Hopefully, the rust on the trend plate was rust from swarf and not rust on the plate itself. The trend plate was an entirely separate issue discussed here earlier, it's one of the products that in my opinion goes into the category of better for the seller than the buyer.
At any rate, most diamond plates, if they are milled steel backed, have some sort of lacquer or oxidized surface that doesn't rust that easily. I've not had any diamond hone (including two "best" sharpening stone diamond hones from china - which is where the trend is from) that's rusted, but all of them have had rusty swarf on them (which is a condition thats relieved as easily as honing a tool on them).
re: the comments above, it's my suspicion (we're never going to have retailers and promoters tell us about their conversations of what to promote and what not to) that since Rob is now promoting for woodcraft instead of lie nielsen, he will be promoting products he never would've promoted at lie nielsen just like he promoted products at lie nielsen that he probably would not have promoted if he was selling his own line of stuff at that time. He's got to put food on the table, that's his job.
It's kind of comical that when you go back to woodcentral's archives in 2008, you'll find that Rob was telling folks at the time that the only chisel he'd found that would stand up to 17 degree bevels was the lie nielsen chisels.
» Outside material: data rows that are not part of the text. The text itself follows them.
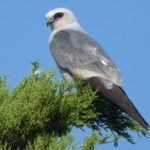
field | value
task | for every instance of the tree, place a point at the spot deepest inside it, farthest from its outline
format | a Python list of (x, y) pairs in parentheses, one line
[(40, 112)]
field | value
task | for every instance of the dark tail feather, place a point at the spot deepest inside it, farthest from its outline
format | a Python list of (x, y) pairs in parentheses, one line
[(120, 98)]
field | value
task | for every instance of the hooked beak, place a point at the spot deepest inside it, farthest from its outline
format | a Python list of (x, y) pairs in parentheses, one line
[(49, 22)]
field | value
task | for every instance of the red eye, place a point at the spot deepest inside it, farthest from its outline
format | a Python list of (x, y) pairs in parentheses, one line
[(58, 15)]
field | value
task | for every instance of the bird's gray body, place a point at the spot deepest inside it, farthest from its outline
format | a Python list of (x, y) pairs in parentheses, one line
[(77, 54)]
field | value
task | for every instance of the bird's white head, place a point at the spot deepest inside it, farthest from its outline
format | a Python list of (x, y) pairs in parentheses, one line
[(60, 18)]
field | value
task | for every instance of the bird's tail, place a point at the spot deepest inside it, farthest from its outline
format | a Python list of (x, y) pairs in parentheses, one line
[(120, 98)]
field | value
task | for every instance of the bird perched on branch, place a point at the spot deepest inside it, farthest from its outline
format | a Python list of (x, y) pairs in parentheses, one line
[(76, 53)]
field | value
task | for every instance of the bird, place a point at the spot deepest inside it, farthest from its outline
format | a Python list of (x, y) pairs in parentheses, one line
[(76, 53)]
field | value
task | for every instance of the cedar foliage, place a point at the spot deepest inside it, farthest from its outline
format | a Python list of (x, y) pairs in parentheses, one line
[(40, 112)]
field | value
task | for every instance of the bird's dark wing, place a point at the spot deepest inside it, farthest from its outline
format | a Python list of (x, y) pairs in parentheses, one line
[(118, 97), (77, 52)]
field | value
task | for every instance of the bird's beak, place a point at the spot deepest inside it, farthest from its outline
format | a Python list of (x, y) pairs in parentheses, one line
[(50, 21)]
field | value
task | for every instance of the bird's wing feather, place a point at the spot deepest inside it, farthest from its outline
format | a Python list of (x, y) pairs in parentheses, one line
[(119, 97), (81, 55)]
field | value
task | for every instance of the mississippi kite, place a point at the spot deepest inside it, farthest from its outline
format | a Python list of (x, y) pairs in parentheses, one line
[(76, 53)]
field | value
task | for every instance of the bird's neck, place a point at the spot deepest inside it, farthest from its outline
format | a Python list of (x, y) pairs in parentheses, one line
[(73, 26)]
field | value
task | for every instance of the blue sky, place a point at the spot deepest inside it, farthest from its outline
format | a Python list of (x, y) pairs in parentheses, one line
[(122, 27)]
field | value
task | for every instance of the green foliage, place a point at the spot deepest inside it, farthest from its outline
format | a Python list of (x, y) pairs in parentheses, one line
[(40, 112)]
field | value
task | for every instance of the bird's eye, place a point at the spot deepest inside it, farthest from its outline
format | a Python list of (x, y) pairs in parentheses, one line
[(58, 15)]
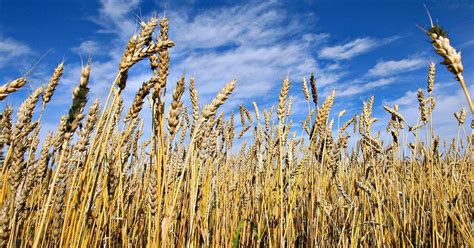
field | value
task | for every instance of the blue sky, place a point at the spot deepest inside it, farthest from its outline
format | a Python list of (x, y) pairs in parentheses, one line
[(358, 48)]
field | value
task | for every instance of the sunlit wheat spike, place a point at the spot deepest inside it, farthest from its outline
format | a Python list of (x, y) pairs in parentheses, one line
[(282, 98), (137, 103), (53, 82), (323, 113), (79, 100), (210, 109), (175, 106), (194, 102), (314, 89), (89, 125), (11, 87), (431, 77), (422, 106)]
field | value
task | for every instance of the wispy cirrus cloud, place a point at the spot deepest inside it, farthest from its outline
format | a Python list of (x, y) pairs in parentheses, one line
[(358, 88), (87, 47), (391, 67), (354, 48), (11, 50)]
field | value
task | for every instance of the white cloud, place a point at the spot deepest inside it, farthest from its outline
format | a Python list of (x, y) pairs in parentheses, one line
[(87, 47), (116, 16), (358, 88), (391, 67), (254, 43), (449, 99), (11, 50), (353, 48)]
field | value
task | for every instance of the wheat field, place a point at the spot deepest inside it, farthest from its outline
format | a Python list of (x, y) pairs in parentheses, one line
[(95, 181)]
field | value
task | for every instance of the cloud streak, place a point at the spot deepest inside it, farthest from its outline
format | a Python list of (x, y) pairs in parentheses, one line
[(354, 48)]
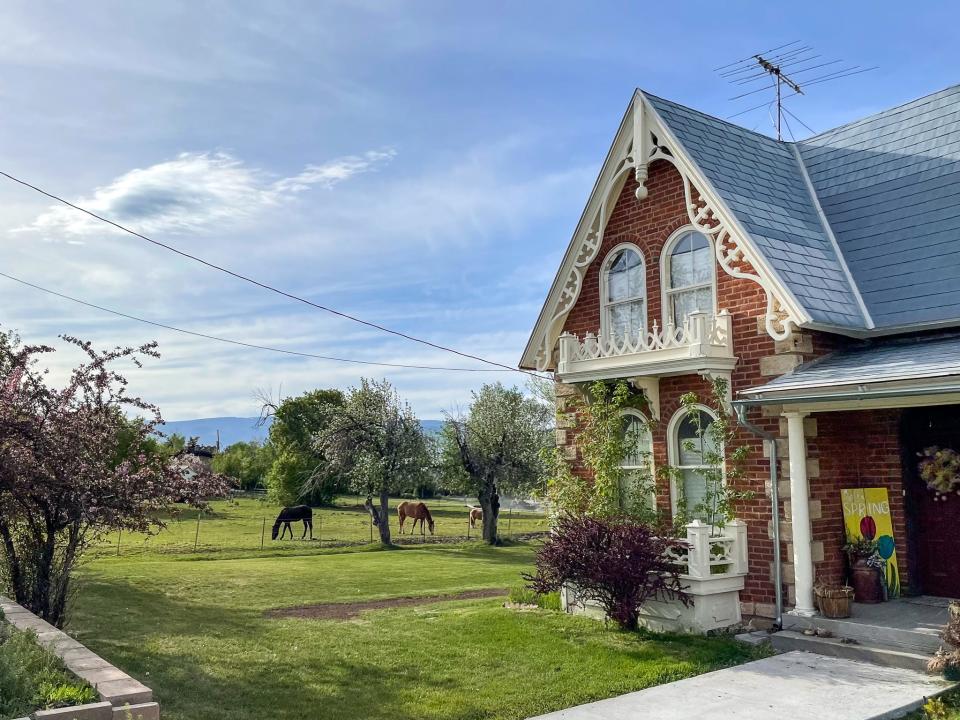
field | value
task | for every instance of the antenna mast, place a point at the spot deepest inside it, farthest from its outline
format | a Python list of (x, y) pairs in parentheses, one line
[(780, 79), (794, 58)]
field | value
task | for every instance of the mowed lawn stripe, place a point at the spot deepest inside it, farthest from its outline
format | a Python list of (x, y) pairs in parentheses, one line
[(196, 633)]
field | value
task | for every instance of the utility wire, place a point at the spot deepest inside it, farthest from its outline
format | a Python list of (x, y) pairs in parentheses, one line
[(241, 343), (252, 281)]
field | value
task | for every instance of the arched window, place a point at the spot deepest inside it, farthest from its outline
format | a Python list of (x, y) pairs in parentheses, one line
[(624, 292), (690, 443), (637, 463), (688, 276)]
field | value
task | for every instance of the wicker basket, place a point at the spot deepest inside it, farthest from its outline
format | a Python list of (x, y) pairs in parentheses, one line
[(834, 602)]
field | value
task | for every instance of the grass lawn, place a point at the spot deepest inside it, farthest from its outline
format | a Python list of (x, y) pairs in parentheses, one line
[(234, 527), (951, 706), (196, 632)]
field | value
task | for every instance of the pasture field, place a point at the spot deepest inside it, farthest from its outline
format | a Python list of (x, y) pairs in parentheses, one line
[(234, 527), (199, 630)]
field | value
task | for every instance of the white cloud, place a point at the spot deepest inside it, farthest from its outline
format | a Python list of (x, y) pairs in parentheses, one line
[(196, 192)]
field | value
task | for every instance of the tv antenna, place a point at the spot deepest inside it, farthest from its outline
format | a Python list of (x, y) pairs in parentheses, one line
[(784, 64)]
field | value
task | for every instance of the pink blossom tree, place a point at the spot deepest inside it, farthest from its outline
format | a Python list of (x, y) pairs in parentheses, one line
[(74, 467)]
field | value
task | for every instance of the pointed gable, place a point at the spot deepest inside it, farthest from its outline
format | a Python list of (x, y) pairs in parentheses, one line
[(762, 183)]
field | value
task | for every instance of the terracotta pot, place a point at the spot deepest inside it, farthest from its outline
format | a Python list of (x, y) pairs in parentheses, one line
[(834, 602), (867, 586)]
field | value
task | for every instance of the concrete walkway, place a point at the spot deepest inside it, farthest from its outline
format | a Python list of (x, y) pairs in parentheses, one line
[(792, 686)]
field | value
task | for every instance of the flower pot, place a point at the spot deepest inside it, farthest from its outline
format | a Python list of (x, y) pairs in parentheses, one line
[(834, 602), (867, 587)]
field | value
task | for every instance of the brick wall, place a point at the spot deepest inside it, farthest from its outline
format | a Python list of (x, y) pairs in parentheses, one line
[(833, 438)]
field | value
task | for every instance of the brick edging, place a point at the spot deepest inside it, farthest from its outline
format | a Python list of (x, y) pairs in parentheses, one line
[(119, 693)]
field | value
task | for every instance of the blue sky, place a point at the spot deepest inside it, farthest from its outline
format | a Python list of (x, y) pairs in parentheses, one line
[(420, 164)]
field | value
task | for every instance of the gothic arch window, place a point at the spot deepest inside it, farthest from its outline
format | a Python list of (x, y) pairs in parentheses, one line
[(689, 445), (637, 463), (688, 275), (623, 292)]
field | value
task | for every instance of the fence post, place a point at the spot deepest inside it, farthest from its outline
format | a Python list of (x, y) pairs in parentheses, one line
[(196, 538)]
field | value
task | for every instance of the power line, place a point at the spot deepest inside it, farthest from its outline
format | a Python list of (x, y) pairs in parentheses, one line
[(251, 280), (241, 343)]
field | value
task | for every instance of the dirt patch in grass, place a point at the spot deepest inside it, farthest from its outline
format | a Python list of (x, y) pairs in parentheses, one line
[(348, 611)]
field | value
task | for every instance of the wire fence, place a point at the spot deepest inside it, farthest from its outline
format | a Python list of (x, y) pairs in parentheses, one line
[(244, 525)]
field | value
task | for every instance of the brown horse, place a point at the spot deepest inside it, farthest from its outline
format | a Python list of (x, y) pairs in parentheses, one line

There was a discussion some years later (after the LN promotion ended) that they didn't actually hold up that well at 17 degrees (I think all of us could find that out pretty easily).
My ears will perk up when he's using and praising product that he doesn't sell and that woodcraft doesn't sell (or better yet, that a competitor sells). Otherwise, a lot of the things that will go across his bench will have an SKU at woodcraft, and that is, in my opinion, precisely why they are going across his bench. Like the trend plate - there is no reason that anyone should buy a made in china monocrystalline diamond hone for $145, it shouldn't, in my opinion, even be promoted to people when there are two-sided flat made in the USA monocrystalline diamond hones for half as much.
I believe that's the beef that most people have with product association with Rob - the items change with the parternship. If you examine someone like Warren Mickley who has no power tools and works wood for a living, you'll find a very short list of accessories. That's not good for the seller, but good for the buyer if the buyer so chooses to go that route.